The CDC data show that four out of five upstate New York adults agree that treatment can help people with mental illness. Mental Health America, a nonprofit that addresses the needs of those living with mental illness, promotes individual or group treatment for many who are diagnosed with mental illness. A variety of treatment options is available.

According to NAMI, less than half of U.S. adults who had a mental health condition received treatment last year. Excellus BlueCross BlueShield’s review of the CDC data found that in upstate New York, 15 percent of adults are currently taking medication or receiving treatment for mental illness. 

“People who suffer from a mental condition are less likely to seek and adhere to treatment for their illness,” noted Griepp, “and are also less likely to adhere to treatment for such other chronic health conditions as diabetes, heart disease, respiratory conditions, arthritis and asthma. This puts them at risk for health complications and a lower quality of life.” 

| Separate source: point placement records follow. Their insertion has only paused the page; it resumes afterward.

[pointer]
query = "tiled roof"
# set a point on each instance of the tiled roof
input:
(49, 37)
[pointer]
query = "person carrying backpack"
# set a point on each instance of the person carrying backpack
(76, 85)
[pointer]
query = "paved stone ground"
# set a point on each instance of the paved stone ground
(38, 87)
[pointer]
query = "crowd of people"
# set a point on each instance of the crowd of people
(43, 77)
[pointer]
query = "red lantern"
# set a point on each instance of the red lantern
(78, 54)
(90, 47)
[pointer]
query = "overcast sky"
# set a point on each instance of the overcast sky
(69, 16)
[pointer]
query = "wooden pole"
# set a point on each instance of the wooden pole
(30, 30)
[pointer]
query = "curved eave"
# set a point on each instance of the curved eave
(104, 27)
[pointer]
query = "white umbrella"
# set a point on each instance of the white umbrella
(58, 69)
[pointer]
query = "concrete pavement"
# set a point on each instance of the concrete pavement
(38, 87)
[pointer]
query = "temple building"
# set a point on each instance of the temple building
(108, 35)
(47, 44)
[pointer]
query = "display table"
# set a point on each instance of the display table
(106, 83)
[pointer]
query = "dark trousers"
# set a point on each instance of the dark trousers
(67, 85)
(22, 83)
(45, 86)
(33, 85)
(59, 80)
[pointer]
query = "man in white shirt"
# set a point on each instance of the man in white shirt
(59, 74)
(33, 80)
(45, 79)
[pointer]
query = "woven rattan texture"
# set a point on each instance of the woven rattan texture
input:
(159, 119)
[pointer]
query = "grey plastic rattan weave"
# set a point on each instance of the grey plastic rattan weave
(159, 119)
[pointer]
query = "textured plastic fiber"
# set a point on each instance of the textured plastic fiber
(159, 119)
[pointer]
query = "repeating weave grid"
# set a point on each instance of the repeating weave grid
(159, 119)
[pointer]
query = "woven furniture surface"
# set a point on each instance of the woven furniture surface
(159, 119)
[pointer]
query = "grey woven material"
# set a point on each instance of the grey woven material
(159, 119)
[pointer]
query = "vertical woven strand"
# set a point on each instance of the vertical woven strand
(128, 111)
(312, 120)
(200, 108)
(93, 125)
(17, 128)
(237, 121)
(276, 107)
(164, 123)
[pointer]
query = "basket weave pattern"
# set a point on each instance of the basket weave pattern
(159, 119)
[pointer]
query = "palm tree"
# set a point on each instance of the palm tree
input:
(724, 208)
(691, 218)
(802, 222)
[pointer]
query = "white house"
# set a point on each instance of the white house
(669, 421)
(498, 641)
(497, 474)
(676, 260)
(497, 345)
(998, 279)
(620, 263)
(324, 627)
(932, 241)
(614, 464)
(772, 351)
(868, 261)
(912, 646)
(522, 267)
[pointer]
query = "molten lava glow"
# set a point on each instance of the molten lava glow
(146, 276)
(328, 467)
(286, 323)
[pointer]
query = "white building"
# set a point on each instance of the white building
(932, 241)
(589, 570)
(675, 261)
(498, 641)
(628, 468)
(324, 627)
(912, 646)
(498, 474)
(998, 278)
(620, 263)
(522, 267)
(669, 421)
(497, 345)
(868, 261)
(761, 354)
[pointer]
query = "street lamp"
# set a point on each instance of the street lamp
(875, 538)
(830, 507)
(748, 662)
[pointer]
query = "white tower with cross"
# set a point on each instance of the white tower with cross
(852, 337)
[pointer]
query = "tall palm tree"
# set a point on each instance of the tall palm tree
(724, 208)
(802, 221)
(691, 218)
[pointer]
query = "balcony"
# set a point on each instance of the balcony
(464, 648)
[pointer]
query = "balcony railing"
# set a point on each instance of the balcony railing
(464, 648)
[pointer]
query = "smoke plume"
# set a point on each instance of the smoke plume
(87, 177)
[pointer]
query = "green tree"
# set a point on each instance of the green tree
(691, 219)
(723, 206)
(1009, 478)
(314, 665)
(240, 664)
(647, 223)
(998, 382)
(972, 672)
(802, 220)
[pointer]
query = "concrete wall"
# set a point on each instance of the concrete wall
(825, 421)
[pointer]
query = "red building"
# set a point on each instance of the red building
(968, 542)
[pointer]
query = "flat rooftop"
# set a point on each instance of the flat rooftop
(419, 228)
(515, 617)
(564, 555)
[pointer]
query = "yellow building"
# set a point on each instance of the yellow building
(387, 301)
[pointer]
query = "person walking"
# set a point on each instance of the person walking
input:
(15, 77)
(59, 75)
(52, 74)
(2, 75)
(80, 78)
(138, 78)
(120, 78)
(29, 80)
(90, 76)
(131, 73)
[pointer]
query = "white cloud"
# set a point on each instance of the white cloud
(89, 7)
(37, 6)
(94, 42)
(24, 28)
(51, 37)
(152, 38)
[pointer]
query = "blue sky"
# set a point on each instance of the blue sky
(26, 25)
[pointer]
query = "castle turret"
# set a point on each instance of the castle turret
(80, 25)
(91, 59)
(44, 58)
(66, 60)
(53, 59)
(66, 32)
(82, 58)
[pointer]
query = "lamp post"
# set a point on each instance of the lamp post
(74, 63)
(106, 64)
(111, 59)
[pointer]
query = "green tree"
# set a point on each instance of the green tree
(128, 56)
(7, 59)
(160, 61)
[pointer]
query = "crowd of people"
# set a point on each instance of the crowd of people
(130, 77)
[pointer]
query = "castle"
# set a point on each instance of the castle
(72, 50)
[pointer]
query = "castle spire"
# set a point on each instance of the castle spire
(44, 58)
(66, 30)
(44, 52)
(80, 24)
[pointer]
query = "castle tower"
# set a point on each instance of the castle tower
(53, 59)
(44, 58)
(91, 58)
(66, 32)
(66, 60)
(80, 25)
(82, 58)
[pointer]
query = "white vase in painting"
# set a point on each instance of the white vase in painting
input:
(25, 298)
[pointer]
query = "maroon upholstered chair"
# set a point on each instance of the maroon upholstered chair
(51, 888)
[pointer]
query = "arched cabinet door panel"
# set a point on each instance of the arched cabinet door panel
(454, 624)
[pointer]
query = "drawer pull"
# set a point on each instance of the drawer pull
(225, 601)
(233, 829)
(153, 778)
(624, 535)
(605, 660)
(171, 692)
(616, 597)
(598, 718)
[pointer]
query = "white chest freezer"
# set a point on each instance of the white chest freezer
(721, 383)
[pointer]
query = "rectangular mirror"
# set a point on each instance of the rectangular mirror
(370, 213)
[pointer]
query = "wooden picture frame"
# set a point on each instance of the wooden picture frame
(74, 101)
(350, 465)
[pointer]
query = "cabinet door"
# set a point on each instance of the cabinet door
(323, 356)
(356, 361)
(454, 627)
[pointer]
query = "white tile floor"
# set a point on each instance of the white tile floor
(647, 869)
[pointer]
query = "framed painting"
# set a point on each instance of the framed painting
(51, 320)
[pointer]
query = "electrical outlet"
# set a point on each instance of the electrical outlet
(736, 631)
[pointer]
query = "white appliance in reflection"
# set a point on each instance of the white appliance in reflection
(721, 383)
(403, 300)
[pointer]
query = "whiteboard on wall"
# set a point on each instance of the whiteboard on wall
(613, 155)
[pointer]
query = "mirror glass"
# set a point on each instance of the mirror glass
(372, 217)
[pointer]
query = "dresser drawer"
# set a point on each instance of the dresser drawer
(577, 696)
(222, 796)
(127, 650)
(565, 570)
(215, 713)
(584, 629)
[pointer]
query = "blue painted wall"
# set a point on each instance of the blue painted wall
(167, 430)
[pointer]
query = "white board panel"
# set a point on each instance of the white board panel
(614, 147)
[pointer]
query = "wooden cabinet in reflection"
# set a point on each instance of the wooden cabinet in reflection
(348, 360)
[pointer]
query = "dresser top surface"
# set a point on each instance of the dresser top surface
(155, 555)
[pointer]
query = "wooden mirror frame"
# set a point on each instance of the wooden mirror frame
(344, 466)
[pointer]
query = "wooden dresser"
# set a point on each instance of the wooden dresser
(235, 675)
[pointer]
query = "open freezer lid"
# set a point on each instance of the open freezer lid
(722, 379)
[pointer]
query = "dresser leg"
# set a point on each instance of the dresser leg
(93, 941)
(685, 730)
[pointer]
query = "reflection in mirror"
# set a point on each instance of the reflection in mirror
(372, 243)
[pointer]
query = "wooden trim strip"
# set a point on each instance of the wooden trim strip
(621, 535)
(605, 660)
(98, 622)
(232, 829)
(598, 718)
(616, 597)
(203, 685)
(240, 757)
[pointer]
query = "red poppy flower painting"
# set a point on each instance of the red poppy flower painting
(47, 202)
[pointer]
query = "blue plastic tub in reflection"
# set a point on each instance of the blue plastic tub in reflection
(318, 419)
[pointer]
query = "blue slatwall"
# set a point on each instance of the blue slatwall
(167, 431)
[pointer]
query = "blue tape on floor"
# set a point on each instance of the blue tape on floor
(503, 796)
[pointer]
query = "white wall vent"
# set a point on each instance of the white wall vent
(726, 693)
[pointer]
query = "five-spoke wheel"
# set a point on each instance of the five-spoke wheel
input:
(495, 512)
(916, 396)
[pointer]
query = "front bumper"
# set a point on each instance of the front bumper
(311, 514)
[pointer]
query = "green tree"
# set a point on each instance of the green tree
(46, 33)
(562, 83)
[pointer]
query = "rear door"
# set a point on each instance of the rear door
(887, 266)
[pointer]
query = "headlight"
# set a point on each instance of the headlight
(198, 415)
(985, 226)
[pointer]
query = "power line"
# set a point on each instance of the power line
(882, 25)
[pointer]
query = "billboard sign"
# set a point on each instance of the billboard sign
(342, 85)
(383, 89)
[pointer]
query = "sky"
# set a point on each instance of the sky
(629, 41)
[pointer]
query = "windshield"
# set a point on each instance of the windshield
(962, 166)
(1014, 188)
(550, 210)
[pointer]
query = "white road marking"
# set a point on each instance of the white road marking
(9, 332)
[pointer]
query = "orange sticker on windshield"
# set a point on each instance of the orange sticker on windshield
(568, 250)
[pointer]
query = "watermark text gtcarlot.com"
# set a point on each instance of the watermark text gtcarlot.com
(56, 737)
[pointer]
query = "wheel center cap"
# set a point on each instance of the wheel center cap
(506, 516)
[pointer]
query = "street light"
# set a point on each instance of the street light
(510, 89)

Medication reminders, such as pillboxes with alarms, and smartphone notification apps, can help remind people of their need to take their medications as directed.

“In addition to encouraging people who have a mental illness to get treatment, we can help bridge the empathy gap by reframing how we think about mental illness,” said Griepp. “We can do that by seeing the person, and not the illness, and offering him or her support by saying, ‘We will get through this together,’ or ‘I’m here for you.’”

Griepp recommends initiating open, and honest conversations about mental illness to help close the empathy gap that exists between those who have a mental illness and those who don’t. “That includes starting conversations between patients and doctors, and among family members and loved ones,” she said.  

The World Health Organization, and the World Economic Forum report that mental illness represents the biggest economic burden of any health issue in the world. They project that by the year 2030, mental illness will result in $6 trillion in associated health care costs (two-thirds of which are attributed to disability and loss of work) worldwide.